My bottom nut was plenty tight as well. It was not an issue for me.

Jim youwill also need a new lip seal for the top. That will keep the dust out. I am not sure where you will get it, it seems to be one of those proprietary items that no one makes. If memory serves, I had to machine the bushing bore a bit to make it fit. I wouldn't recommend this but I didn't feel like waiting around for a match on the lip seal.

Jim, it is pretty easy to see which lines you need to disconnect to get at the bushing area. I suggest marking them on each end to insure you put them back in the same place. Like I said, no amount of hydraulic pressure would move my bushing. I had to drill and tap the bushing and insert all thread rods (hardened ones worked better for me) and Jack the bushing out using HEAT. It was a tough process but something I am quite accustomed to in my line of work. As an aside, I would not tap the side wall larger than 3/8". 1/2" as way way too close to the o-ring diameter on the OD of the bushing. Hopefully you won't need to do this.

You'll need some type of jack to hold the boom stationary and supported so you can remove the upper spline block that holds the shaft and boom in position. Monitor your jack to make sure it does not leak down and cause the boom to move placing stress on the shaft and such.

Just reconnect all of the hydraulic lines you disconnected. I am not sure what JOe did to apply pressure without moving the boom VIA actuating the swing mechanism. I just removed the spline block and let the shaft spin but as I mentioned, that did not work for me, nor would it have.

Once you get the bushing out you'll see 2 O-rings. 1 external, 1 internal with a back up FLAT ring to take up some space and prevent the internal o-ring from squishing out of the groove when pressure Is applied. Be careful and watch which side the back up ring is located.

There is also, on the boom side of the block (at the top and easy to see), a nut or bolt which must be removed to get the bushing out. The lock pin (bolt) fits into a slot on the bushing. If you don't remove it, the bushing will not come out.
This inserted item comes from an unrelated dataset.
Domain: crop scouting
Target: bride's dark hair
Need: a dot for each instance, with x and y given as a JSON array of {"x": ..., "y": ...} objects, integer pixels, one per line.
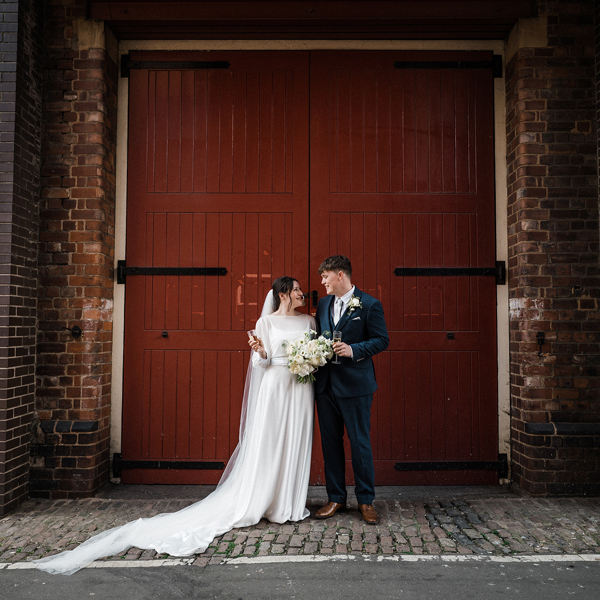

That should be good for starters. So much we do on these things is trial and error. I hope your bushing comes out easy and goes back in EASY. If not, let me know, I might be able to help.

Good Luck !!


----------



## jim111 (Aug 4, 2013)

well that sounds easy enough, (I hope she pops right out!) The top seal I have not looked for yet, I am hoping I can find it, I would think I should be able to. I sure hope this works I really like the machine it runs and operates good, thanks a lot, Jim


----------



## etemplet (May 6, 2012)

Jim before you remove the lip seal. Try to get some numbers off it. That might help. IH Numbers are not really that good unless the still make the part. LOL That is the most disappointing thing to me concerning this machine, parts availability. I takes so much longer for the fixes when you have to improvise, overcome and adapt. LOL It is a mental exercise though so I guess that is a good thing. 
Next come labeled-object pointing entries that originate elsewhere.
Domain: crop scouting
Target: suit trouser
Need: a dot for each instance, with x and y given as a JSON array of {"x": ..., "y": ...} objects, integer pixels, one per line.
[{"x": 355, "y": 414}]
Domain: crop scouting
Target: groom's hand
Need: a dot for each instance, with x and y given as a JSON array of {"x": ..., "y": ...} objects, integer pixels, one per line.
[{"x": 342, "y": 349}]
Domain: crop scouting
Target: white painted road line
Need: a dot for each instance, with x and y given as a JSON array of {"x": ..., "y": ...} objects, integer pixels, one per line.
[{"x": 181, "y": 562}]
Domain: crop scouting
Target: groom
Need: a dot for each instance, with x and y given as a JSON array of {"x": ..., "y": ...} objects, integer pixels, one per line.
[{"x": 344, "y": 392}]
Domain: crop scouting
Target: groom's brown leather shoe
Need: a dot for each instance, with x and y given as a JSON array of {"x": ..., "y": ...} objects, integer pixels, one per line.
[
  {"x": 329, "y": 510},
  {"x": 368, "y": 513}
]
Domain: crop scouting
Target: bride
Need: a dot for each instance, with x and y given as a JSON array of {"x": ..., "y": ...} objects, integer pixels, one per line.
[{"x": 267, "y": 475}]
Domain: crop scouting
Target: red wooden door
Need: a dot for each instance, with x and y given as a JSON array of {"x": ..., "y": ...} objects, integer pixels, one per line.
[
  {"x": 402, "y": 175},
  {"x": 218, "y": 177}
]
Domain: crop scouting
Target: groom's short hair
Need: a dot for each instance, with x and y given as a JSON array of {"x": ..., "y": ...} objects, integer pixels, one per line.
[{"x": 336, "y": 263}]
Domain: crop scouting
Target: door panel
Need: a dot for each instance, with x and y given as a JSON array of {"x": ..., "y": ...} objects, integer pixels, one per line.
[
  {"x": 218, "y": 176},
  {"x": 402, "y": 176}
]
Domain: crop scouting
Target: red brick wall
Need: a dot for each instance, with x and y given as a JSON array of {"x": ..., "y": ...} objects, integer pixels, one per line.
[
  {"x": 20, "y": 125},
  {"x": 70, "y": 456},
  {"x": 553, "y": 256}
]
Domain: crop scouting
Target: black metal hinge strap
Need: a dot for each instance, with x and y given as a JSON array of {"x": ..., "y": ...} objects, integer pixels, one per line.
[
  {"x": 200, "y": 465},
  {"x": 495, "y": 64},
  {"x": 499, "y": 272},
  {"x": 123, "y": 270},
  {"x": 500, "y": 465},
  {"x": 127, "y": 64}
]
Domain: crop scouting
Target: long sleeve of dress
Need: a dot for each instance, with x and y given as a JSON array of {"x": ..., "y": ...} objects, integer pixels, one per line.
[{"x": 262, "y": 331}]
I touched a wrench against the starter hot wire and my shut off cable which melted the cable immediately. The cable is no longer available so I have to stick my hand in there and shut the machine down. Pain in the butt is what it is.

I feel like the old saying, "We've done so much, for so long, with so little, we are now qualified to do everything with nothing." LOL


----------



## jim111 (Aug 4, 2013)

great old saying, use to hear that at work! I figured if I cant get the numbers off the seal I could mike it, I was thinking surely some where out in the manufacturing world there using the same type of seal on something, now to find the time for the repair.


----------



## etemplet (May 6, 2012)

Jim, I have extensive resources for all kinds of equipment parts. Sometimes, the manufacturers have a part made JUST for them and it becomes "proprietary". Lip seals, bearings and a host of other parts. I tried to find the exact lip seal because I get anal with these at times depending on the application. I think you could get away with anything that fits in there. For me, the lip seal thickness was the issue. I just machined the bore a bit so the seal would be almost flush. The lip seal doesn't hold much pressure but it is there to keep foreign particles out of the bushing area. For most of us, any thing that fits would be close enough.
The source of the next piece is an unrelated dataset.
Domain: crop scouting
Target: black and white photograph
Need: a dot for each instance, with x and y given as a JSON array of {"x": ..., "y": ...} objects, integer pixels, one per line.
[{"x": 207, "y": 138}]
I'm working on motorcycles this week.


----------



## jim111 (Aug 4, 2013)

Great! I hope to find one so I don't have to duct tape it.


----------



## jbleaux (May 10, 2012)

HOLD ON! I have the seal part number/s - I THINK. I also have some pictures but I have to get the phase of the moon right in order to upload them. I also have to do things with the sun, too, in order to get you the numbers.

I THINK that these parts will be avail. from San Antonio and I will get you that info., as well.

Joe


----------



## jim111 (Aug 4, 2013)

lol- what is that san Antonio seal company?


----------



## etemplet (May 6, 2012)

jim111 said:


> lol- what is that san Antonio seal company?


Joe has some resources in Tejas. Jim you will find that "helpful" vendors and shops are a GOLD MINE to IH Equipment owners. You can't just try one, you have to try a few to get a GOOD ONE. LOL

I deal with Head & Enquist here in New Orleans. One guy there is very helpful but they don't specialize in small old backhoes, they work on the BIG STUFF (cranes and such) !!

It would be nice to have a resource that can get parts for these things. Might be a business opportunity for someone.


----------



## jbleaux (May 10, 2012)

Hah! No, Jim, that is a city in Texas...."REMEMBER THE ALAMO".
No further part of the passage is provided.